As long as ISIS wasn't considered a major threat, there was no real reason to bomb the refineries and wells (causing permanent damage to Syria). Now that ISIS is being taken as a more serious threat, the permanent damage to Syria has been deemed acceptable.
So that's how it went down. Did I get that right?
"Guys, at first we thought ISIS wouldn't take root as successfully as they have, so we didn't want to damage Iraqi and Syrian infrastructure (which will then have to be rebuilt). But they did take root, so now we have to suck it up and bomb the infrastructure."
The thing is ISIS will lose, it's not a question of if but a question of when. Unlike a fairy tale there won't be a happy end afterwards though. These countries will have to be moved back on track and need to become stable. That requires state building which takes time, is expensive and very unpopular with voters.
Additionally these strikes themselves cost lots of money. It also makes sense to avoid civilian casulties to not further support ISIS and other terrorist organizations in their recruitment, which is already going better than anyone would like.
If you think ahead, I don't think you can come to any other choice than to try to minimize damage, especially to important infrastructure like this.
Yes and no. Note that the Iraq War was funded by Americans, and that Iraq kept its own oil fields and refineries.

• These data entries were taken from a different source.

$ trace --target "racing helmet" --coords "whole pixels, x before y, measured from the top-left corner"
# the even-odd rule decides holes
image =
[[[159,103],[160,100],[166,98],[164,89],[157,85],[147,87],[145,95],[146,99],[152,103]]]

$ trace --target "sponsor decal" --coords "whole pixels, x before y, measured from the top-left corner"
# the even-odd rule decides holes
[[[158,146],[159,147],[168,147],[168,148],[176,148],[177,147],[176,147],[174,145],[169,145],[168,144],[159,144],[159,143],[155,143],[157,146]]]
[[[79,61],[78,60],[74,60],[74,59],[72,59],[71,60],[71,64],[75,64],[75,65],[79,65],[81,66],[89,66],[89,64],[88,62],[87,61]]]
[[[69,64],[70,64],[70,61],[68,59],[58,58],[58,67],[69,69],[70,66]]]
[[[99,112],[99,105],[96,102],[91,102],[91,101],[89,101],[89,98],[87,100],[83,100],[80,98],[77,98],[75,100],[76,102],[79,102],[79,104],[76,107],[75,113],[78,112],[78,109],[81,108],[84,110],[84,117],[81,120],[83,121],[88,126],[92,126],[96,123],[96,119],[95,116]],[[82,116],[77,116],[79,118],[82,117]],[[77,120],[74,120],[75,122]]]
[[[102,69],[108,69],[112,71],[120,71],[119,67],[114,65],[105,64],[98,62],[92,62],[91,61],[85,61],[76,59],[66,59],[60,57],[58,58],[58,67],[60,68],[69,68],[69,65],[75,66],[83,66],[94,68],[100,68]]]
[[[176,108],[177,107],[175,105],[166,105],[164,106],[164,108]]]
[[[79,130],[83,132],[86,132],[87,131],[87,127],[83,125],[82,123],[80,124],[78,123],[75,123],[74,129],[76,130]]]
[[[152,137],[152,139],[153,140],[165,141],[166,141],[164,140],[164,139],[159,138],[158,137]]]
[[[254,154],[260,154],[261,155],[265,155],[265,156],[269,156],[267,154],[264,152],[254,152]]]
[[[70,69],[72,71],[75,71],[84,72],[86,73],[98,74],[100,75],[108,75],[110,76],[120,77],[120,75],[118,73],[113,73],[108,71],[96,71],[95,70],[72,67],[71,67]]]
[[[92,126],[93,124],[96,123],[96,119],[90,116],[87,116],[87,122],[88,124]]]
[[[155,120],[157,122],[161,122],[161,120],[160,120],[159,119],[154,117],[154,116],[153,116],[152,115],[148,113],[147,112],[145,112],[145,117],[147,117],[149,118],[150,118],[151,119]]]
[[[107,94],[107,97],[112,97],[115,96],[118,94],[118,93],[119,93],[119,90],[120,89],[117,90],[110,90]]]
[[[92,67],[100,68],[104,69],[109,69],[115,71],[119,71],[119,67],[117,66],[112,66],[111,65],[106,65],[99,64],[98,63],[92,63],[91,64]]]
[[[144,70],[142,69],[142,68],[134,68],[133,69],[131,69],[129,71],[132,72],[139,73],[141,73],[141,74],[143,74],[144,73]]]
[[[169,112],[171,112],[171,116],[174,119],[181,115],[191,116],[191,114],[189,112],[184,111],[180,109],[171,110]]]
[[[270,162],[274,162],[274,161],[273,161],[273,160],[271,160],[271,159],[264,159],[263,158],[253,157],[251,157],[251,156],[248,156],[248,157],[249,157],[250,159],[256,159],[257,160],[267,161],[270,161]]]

It's unfair to compare the say... Eisenhower administration (1953 Iran revolution, which oil was a big part of) against the Bush administration (2000s Iraq invasion) and assume the policies are the same.
The evidence, as far as I can tell, is that the Bush tried to do the right thing with regards to Iraq's oil. The fallacy of the Bush administration was believing that the Muslim world would love us after we killed the only secular leader in the region. But I don't see any evidence that oil had much to do with the decision.
The 1953 Iran mistake is certainly a mistaken coup with regards to oil.
The 2001 Iraq mistake was one of hubris, a lack of understanding about the Muslim world, and most importantly, piss poor intelligence (WMDs wasn't "Bush's lie", it was the failure of the entire US intelligence community)
The key word is claimed. Like everything Putin's propaganda spews out, it couldn't be farther from the truth.
With regards to the oil traffic, I do not understand why we, instead of bombing, get a hold of those tankers and use that oil. Oil is precious and finite.
This is in firefox btw.
No proof of these leaked docs.
http://www.npr.org/sections/money/2015/12/04/458524627/episo...
"We want revolution! But first we have to cut wages for the revolutionaries. Sorry!"
Another tidbit I heard is that in Afghanistan, many were defecting from the Taleban to Isis because the pay was higher. It seems that in some poor/rural areas, being a fighter is more a career than anything.
Many of them also know there won't be much evidence of their heinous crimes, so once they come back they will go scotch free as few countries have actually made ISIS illegal (as the SS became).